Directory Structure¶

interior/
├── contracts/                # Data product contracts (schemas, SLOs, owners)
│   ├── earthquake-events.yaml
│   ├── earthquake-monitoring.yaml
│   ├── natural-resources.yaml
│   └── park-visitors.yaml
├── data/                     # Sample data + synthetic generators
│   ├── generators/
│   └── open-data/
├── deploy/                   # Deployment parameters / Bicep templates
│   ├── params.dev.json
│   ├── params.gov.json
│   └── teardown.sh
├── domains/                  # dbt models (bronze / silver / gold) and seeds
│   └── dbt/
├── notebooks/                # Synapse / Fabric / Databricks notebooks
│   ├── geological_hazard_analysis.py
│   └── park_capacity_forecasting.py
├── reports/                  # Power BI report templates and pbix sources
├── ARCHITECTURE.md           # Mermaid + prose architecture diagrams
└── README.md                 # This file

Expected Results¶

After running the medallion pipeline against the bundled seed data, the Gold layer should populate the following tables. Row counts vary with the seed-data generator parameters; the figures below are the approximate scale you should see on a default run.
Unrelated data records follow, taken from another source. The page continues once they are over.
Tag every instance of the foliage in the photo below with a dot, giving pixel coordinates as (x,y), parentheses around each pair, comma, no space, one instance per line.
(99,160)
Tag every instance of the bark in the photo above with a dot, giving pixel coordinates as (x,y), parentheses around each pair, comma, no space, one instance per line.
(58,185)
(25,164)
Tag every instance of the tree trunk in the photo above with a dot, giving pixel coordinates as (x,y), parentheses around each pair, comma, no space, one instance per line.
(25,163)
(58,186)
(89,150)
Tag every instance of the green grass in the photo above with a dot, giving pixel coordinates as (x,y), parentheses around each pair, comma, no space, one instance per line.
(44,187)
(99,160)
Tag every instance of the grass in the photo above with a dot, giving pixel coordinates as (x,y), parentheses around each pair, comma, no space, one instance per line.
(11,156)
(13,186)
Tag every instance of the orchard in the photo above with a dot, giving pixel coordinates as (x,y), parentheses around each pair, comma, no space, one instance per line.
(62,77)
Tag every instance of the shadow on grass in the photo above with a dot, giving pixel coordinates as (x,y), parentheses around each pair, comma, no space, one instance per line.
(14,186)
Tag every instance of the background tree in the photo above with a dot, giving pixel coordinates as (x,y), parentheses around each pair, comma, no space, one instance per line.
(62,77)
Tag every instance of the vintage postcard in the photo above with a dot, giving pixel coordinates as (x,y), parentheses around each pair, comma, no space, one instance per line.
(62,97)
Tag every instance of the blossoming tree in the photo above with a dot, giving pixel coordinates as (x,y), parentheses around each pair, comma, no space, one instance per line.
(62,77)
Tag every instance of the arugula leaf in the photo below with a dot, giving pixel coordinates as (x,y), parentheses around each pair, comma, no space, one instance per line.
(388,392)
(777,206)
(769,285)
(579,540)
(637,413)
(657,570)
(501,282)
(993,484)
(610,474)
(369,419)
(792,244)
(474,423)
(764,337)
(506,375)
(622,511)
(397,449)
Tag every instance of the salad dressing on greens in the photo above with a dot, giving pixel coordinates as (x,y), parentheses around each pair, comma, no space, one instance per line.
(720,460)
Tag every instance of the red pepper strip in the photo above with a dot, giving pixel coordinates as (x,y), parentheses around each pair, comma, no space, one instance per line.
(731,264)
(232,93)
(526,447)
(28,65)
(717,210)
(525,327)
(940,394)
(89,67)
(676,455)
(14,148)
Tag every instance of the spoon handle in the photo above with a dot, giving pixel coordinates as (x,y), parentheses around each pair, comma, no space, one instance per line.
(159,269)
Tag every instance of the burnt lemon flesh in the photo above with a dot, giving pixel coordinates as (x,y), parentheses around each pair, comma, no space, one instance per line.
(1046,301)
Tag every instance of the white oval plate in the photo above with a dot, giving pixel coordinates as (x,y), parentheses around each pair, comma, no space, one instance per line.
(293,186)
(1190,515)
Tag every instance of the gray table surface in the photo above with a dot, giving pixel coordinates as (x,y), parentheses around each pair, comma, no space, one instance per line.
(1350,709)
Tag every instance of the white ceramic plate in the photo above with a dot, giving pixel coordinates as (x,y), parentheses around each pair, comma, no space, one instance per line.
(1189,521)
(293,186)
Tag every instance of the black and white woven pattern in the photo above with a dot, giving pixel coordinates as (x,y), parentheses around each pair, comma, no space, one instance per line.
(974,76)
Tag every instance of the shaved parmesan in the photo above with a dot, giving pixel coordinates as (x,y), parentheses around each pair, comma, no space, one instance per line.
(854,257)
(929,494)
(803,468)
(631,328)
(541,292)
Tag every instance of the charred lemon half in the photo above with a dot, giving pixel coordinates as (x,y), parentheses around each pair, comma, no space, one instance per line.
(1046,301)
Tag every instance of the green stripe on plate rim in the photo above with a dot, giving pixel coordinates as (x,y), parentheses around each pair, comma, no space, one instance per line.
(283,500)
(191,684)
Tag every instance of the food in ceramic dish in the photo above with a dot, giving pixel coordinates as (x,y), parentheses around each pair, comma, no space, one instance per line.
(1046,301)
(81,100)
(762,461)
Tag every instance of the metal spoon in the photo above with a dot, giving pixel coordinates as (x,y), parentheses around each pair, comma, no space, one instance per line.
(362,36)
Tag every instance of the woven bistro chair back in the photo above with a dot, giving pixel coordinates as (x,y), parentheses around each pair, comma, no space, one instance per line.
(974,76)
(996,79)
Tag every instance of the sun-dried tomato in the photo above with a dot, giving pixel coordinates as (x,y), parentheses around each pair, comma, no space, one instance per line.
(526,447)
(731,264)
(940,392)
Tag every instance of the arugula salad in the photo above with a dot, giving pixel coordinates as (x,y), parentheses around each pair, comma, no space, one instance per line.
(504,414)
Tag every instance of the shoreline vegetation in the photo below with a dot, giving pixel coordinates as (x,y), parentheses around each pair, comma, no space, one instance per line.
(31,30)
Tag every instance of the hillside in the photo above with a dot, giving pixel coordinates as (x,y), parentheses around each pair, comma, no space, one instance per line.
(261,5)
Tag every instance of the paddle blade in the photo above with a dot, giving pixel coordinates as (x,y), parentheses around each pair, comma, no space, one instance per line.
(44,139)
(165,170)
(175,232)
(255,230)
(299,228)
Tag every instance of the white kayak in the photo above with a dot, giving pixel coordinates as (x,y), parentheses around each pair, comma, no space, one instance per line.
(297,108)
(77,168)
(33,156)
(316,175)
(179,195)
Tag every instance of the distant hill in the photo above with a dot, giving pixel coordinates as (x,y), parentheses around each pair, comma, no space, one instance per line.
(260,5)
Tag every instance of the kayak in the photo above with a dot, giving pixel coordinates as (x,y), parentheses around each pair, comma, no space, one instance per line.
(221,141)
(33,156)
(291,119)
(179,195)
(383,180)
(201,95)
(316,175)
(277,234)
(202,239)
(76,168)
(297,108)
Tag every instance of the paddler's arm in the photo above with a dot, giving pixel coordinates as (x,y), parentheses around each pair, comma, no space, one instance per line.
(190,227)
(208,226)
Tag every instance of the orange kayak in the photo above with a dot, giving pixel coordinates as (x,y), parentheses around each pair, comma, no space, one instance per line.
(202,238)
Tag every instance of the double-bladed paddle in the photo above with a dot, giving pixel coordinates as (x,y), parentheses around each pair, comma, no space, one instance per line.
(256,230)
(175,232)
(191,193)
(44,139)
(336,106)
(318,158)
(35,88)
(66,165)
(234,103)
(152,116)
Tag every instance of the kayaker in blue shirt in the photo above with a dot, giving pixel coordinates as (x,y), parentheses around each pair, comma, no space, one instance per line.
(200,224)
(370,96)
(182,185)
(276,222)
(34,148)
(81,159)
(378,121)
Gold Table	Approximate Rows	Notes
`gld_park_capacity`	TODO: capture after first run	Populated from Silver via dbt `--select tag:gold`
`gld_seismic_risk`	TODO: capture after first run	Populated from Silver via dbt `--select tag:gold`
`gld_wildfire_risk`	TODO: capture after first run	Populated from Silver via dbt `--select tag:gold`

TODO: capture exact counts after the next end-to-end seed run. These are bounded by the seed-data generator parameters in data/generators/.